Lumafuse

Background

For quite some time I've wished that I could easily extend my physical monitors by augmenting virtual monitors alongside them - with my high-end desktop powering them. Not only would this allow me to add, subtract, or move weightless monitors at my whim while still being able to use my beloved mechanical keyboard and ergonomic mouse... but it would also mean that I could take these weightless monitors with me on the go; unlocking a new lightweight productivity powerhouse.

I knew that this was the first concept that I wanted to prototype the day that I received the Meta Quest Pro, and that's exactly what I set out to do. I landed on the name Lumafuse for this concept due to the idea that the app would be fusing (fuse) illuminated (luma) displays with reality.

The Display Controller

Ultimately I wanted Lumafuse to revolve around being as physically interactive as possible to help ground the interface in reality. If you've read/watched my Empowering Ecosystems With Spatial Computing article/prototype, you'll likely know that I've been a huge proponent in creating spatial computing interfaces that compliment reality rather than distract from it.

To achieve this I ended up creating a physical controller entirely operated with physics-driven mechanical buttons and analog thumbsticks, and driven by physical hand tracking. This controller's entire purpose for this concept is to intuitively provide the user with options to modify their virtual displays' position, rotation, scale, and various other settings down the road.

Foveated Compression

Thanks do the Quest Pro's built-in low-latency eye tracking, I thought of a (hopefully) novel concept based off of the now well-known foveated rendering technique. Except instead of using eye tracking to increase 3D rendering performance, why not try to apply the same logic to reduce streaming bandwidth?

Although I did take a stab at a custom C++ pixel streaming protocol, I ended up shelving the implementation due to it taking up far too much time and quickly escaping what I had originally set out to create with this project. However, I still knew I could create the first-half of the equation, which is creating a render target manipulated pixelization shader that would act as the foundation in assisting the compression algorithm further down the pipeline.

This was a really fun technical challenge, and at the end of it I did find that if I were to export individual render target frames as JPGs with my foveated compression technique applied to them, there was a ~15% - 35% reduction in file size while having a very subtle effect in-headset.

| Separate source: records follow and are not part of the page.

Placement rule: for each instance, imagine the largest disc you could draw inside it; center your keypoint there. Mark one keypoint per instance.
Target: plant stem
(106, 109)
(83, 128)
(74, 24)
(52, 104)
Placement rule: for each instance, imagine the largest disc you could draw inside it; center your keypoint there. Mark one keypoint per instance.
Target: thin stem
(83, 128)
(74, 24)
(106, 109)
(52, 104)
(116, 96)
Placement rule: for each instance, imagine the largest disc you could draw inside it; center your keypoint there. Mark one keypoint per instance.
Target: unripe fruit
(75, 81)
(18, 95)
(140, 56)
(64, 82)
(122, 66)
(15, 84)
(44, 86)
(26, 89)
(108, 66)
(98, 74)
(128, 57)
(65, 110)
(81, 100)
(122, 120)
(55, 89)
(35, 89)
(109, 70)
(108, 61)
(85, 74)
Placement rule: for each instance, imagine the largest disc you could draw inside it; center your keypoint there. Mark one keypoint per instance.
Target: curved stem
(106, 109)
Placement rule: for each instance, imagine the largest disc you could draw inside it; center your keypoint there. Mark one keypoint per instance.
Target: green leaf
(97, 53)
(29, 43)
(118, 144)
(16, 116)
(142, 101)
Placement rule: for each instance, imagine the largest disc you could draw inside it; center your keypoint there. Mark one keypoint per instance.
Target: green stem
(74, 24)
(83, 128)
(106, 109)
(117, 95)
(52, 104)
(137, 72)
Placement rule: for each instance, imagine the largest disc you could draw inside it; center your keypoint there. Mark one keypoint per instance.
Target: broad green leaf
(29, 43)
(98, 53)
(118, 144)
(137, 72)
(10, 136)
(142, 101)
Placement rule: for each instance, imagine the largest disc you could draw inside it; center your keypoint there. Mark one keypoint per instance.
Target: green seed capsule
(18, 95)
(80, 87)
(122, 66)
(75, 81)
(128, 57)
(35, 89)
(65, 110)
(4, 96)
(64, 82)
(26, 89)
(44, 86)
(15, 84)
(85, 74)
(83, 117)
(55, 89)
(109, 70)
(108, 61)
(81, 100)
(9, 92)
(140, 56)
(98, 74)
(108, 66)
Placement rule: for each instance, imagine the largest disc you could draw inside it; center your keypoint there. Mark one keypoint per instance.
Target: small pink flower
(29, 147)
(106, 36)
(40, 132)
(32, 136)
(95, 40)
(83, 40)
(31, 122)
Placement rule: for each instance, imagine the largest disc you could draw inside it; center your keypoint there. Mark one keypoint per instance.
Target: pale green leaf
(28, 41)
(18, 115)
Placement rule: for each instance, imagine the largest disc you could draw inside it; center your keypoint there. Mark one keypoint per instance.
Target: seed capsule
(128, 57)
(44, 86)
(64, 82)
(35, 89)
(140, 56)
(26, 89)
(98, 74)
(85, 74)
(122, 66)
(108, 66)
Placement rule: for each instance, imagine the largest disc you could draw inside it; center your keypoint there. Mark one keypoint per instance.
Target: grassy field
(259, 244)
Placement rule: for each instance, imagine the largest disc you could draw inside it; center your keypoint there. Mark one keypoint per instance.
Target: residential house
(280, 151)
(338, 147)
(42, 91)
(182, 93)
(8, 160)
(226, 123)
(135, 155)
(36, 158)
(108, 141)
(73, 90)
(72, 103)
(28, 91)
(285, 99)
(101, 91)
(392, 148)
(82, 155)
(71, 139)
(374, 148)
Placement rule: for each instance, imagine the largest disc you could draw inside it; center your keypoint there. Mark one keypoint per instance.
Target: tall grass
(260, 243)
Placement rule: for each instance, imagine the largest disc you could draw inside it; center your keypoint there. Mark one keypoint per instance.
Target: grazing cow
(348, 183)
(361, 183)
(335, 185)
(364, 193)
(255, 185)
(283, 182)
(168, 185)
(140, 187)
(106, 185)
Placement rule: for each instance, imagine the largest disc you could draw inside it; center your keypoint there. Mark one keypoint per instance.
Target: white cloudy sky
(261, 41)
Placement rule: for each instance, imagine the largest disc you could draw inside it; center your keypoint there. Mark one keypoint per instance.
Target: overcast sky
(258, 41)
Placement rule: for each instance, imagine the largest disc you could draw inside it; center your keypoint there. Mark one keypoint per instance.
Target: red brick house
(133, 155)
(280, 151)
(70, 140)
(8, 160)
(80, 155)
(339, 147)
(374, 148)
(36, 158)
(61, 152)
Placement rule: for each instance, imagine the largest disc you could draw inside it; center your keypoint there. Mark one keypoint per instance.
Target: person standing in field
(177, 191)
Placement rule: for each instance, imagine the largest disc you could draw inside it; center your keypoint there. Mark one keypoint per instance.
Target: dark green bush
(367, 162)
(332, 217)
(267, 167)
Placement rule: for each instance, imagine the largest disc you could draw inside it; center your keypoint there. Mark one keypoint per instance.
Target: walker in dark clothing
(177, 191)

When I finished the above implementation, I had the idea of trying to use a dynamic gaussian blur effect rather than a tiered low-res pixelation effect. My thinking was that it would be "smoother" and therefore more difficult to see in your periphery. Although it was cool to see it working in-headset, this is definitely one of the times when the idea was much better in theory than it practice. The blurring was actually far more distracting and actively made the viewing experience worse.

The Physical Hands

Contrary to my previous prototype found in my Empowering Ecosystems With Spatial Computing prototype, I got around to figuring out how to create nearly 100% physics driven hand-tracked hands. I say "nearly" because each hand as a whole is a physically simulated object, however the joints on each hand are not. But I don't think this application is really in need of such an advanced implementation anyways.

I felt that it was necessary to create physics hands due to the fact that the hands would need to interact so frequently with other physically simulated interface objects such as the Display Controller alongside the displays themselves.

I found that since the entire application is using passthrough mixed reality, you don't want to see these physically simulated hands unless it's absolutely necessary. And in this case, I deemed it necessary to see these hands so that the user has a better understanding of how their virtual hands are interacting with other simulated objects - fading into existence when they deviate too far from one another.